How often have you heard of the rise and fall of something? We could cite several things: The rise and fall of the: well when you Google that terminology you get such things as: The Berlin Wall, the Roman Empire, Jim Crow, the nations and on and on. Rise then fall seems to indicate a crash that ends in shambles on the ground never to return.

Luke writes that Simeon said, “Fall and rise.” This indicates that something goes down but it also comes back. Perhaps it is part of the humility of Jesus’ life. It is part of the humanness that Jesus agreed to assume in order to bring salvation to everyone on earth. It is what Paul writes of to the Galatians. Because Jesus was willing to humble himself to human form and take on the sins of all of us that we are able to live not just live here and now, but to live eternally as children, and not just children of God, but full heirs to all of the goodness that in part of God’s kingdom.

But how, how do we get to be part of that? Truthfully, it is mostly about the Grace of God, but it is also about the looking at examples like Simeon and Anna. What gave them the insight and ability to recognize Jesus? Maybe it was simply their faith, or maybe it was because they took the time to exercise their faith. They spent time in prayer and study and just time to listen to what God wanted of them.

But that wasn’t all they did. The great part of this story that I believe is often overlooked in the way Simeon and Anna not just recognized Jesus as Messiah, but welcomed him and his family. They didn’t just stand at a distance and noticed Jesus; they actively welcomed him into their presence and accepted him in front of everyone in the temple.

Perhaps we need to consider how the church welcomes those who enter its doors. I like how we in this building welcome those who come to us. Perhaps it is because we are of a humble size and able to focus better on what is in front of us. But it is nothing that we should take for granted. And certainly our insight into the needs and hurts and joys of those within our own midst should never be overlooked.

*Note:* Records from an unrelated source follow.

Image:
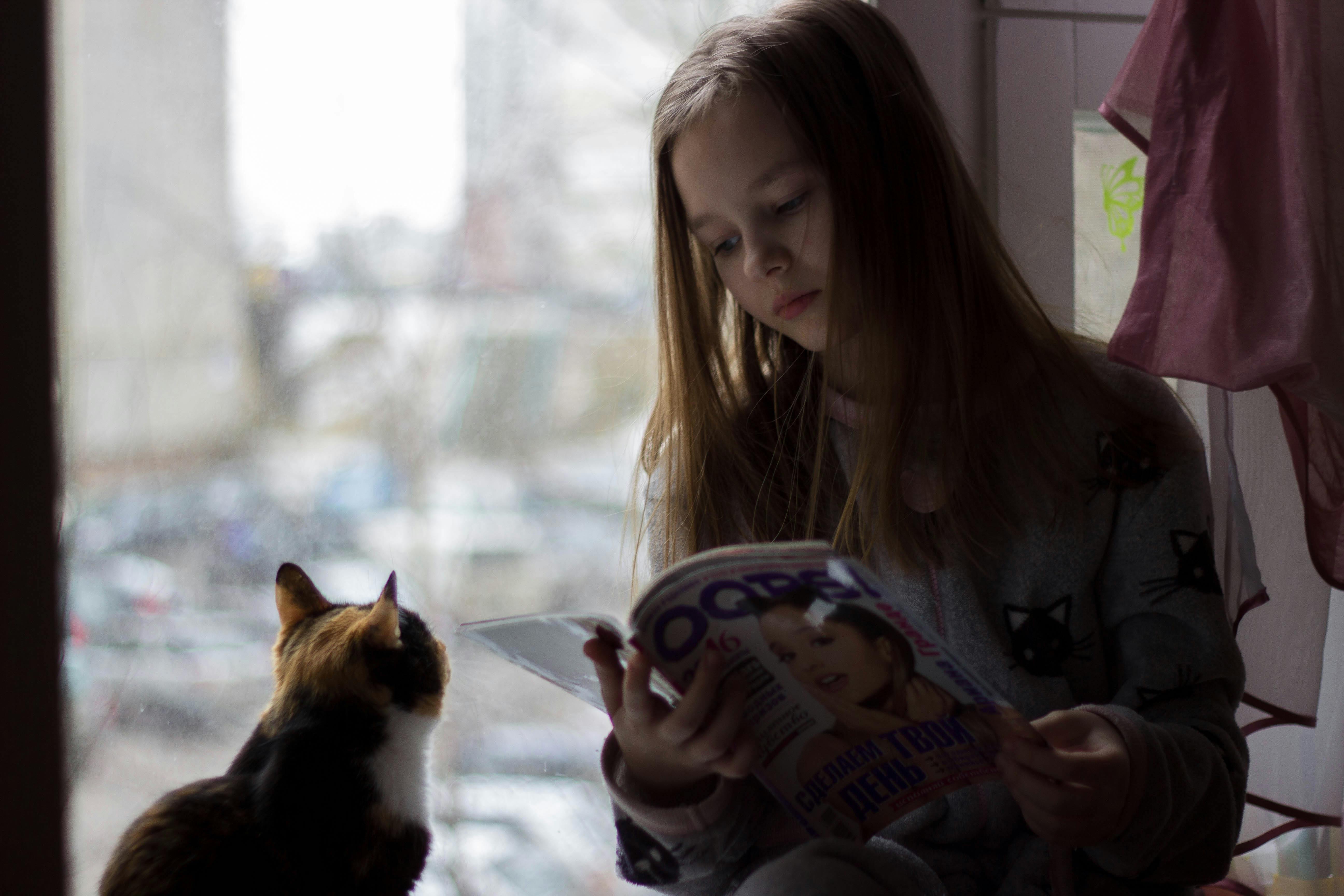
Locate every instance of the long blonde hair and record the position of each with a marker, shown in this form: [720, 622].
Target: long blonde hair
[962, 371]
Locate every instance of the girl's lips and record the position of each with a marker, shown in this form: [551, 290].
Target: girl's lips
[834, 683]
[794, 305]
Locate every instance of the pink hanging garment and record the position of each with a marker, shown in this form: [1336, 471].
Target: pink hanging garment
[1240, 105]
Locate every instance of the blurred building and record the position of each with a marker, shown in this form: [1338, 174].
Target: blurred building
[156, 363]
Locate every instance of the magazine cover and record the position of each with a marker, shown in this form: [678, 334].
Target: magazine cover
[862, 715]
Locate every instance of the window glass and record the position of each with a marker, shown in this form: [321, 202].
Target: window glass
[367, 288]
[1108, 214]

An Insight for welcoming all peoples all ages all styles and openness to doctrines is something our church/our wider church is all about. Just as Anna and Simeon rejoiced at the presence of the baby Jesus in the temple, we too should rejoice at the news of the baby who grew up to be the Savior that lives today in our presence. We rejoice at the fact that we have the words and the teachings of Jesus, and the experiences of the entire church to learn of Him and the love he had and has and continues to have for us.

We need to have an Insight for the future, for our future, for the future of the church so that we too can be examples to others for what Christ means to us, not just as a little baby that comes to us anew each Christmas, but for the Christ who died that we might have the abundance of life that allows us to be a loving and welcoming church for all generations to come. Amen!